Oh, sure, I’ve killed my share, mostly those that weren’t suited to the climate or the soil or the scarcity of water, but which I tried anyway because I love them. (Sorry, orange California fuchsia. Sorry, red crocosmia. Sorry, sundrops. Sorry, dozen or so kinds of campanula….)

Houseplants, different story. That’s where I really excel.

Not at growing them. At killing them off in short order.

PHOTO BY MATT BARTMANN
Pothos is one of the hardest houseplants to kill. I’ve almost succeeded, with my current plant.

And yet, even with 60 years of houseplant murder on my hands, I still hold out hope for a home filled with leafy green plants, like the ferny restaurants of the ’70s. And an indoor windowsill crowded with red geraniums all winter.

Fat chance.

“I’ve tried them all,” I whine to friends who suggest supposedly indestructible houseplants.

Ferns? Did I say ferns? “That fern is 70 years old,” a friend once told me, showing off the immense Boston fern on a special stand in her living room. It had been her mother’s. Would I like a piece to grow myself?

“I don’t grow ferns anymore,” I had to admit. “Too much of a pain to keep sweeping up all the dead bits.” Under my care, even the lushest fern lasts barely a month. Though I keep bringing them home, because, hey, I love ferns.

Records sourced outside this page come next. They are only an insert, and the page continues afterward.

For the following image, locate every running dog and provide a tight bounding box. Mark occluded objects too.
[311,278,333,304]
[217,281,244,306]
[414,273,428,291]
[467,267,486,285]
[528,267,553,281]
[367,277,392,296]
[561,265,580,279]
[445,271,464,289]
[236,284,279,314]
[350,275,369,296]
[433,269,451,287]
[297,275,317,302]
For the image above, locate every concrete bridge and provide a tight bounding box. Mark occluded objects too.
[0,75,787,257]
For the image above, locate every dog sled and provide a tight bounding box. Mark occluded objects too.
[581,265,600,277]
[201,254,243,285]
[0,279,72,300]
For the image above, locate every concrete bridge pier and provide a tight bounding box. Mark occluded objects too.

Split-leaf philodendron—I haven’t looked up what its Latin name Monstera deliciosa actually means, because I like thinking of it as “delicious monster”—lasted longest in my House of Houseplant Horrors. Over a year, before I forgot to water. For months. Okay, all spring and summer and fall.

By the time I remembered to actually look at it, those giant monster leaves were hanging dead and brown, and even the thick stems with their cool aerial roots had given up the ghost.

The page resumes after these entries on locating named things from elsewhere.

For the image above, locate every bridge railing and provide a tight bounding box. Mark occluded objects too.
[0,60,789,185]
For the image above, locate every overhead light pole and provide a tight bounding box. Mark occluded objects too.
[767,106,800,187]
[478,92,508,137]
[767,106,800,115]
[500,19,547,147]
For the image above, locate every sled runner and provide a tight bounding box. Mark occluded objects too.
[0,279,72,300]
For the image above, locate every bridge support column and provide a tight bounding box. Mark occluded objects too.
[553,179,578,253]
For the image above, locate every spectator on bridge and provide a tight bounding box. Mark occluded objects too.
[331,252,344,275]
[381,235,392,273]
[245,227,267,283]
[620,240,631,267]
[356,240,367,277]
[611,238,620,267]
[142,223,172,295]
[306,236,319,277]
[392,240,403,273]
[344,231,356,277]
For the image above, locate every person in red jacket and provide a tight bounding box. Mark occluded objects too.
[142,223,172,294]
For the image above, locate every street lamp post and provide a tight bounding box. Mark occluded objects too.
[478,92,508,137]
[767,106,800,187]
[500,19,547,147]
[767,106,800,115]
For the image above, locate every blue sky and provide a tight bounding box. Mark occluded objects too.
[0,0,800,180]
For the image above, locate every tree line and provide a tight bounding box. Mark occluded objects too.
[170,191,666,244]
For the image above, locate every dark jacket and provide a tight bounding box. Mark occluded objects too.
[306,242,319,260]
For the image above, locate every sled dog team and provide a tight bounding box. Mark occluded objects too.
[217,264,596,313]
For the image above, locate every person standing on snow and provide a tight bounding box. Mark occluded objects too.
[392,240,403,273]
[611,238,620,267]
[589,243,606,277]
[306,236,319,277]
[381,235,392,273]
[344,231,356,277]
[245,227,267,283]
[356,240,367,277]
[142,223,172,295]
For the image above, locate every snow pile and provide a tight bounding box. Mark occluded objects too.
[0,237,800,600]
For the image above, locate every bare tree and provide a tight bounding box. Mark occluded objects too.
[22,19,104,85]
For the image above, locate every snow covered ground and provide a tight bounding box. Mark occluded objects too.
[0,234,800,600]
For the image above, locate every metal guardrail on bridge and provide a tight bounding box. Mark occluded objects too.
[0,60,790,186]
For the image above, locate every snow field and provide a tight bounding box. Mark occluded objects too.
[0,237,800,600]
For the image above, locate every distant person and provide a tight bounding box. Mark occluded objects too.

“Rubber plant!” suggested an elderly aunt, decades ago. She thought lack of light was my problem. The generous cutting she gave me cooked to death when the sun shifted and its dim spot became a blast of heat and light.

I found snake plant (Sansevieria) on my own, once Google came along and I could search online for “houseplants you can’t kill.” Its other name of “mother-in-law’s tongue”—referring to its pointy leaf tips that jab you when you aren’t being careful—really appealed to me, for some reason.

Did you know snake plant blooms? It sure does, with stalks of small, fragrant white flowers, when you don’t water it for, oh, about a year and a half. (Hey, the pot dripped all over the rug, and I never could remember to put a saucer under it….)

And then it dies, or at least mine did. Fine. By then, the MIL that that plant reminded me of was an ex-MIL, and all was good.

“Awareness of a problem is the first step,” say self-help sages.

Oh, I was aware, all right. With a home decorated with houseplants in various stages of dying, I knew I had a problem.

And I knew exactly what caused it.

Houseplants are only precious to me when I can’t be outside getting my fingernails dirty.

By the time the earliest signs of spring roll around, with the pussywillows pushing out (they’re blooming now! Have you seen them?!), and the first seedlings popping up, and the first crocuses, and the first wildflowers unfurling new leaves, I’m walking around outside, peering close at every single plant. It’s spring! Even if I am bundled up in two or three sweaters, down vest, wool coat, and a knit hat pulled down over my ears and eyebrows.

 

PHOTO BY SALLY ROTH
Rocks and masonry walls or foundations act as “microclimates,” retaining heat. Look there for the earliest seedlings!

Sorry, houseplants. Thank you for your service. Now, though, it’s time to go outside!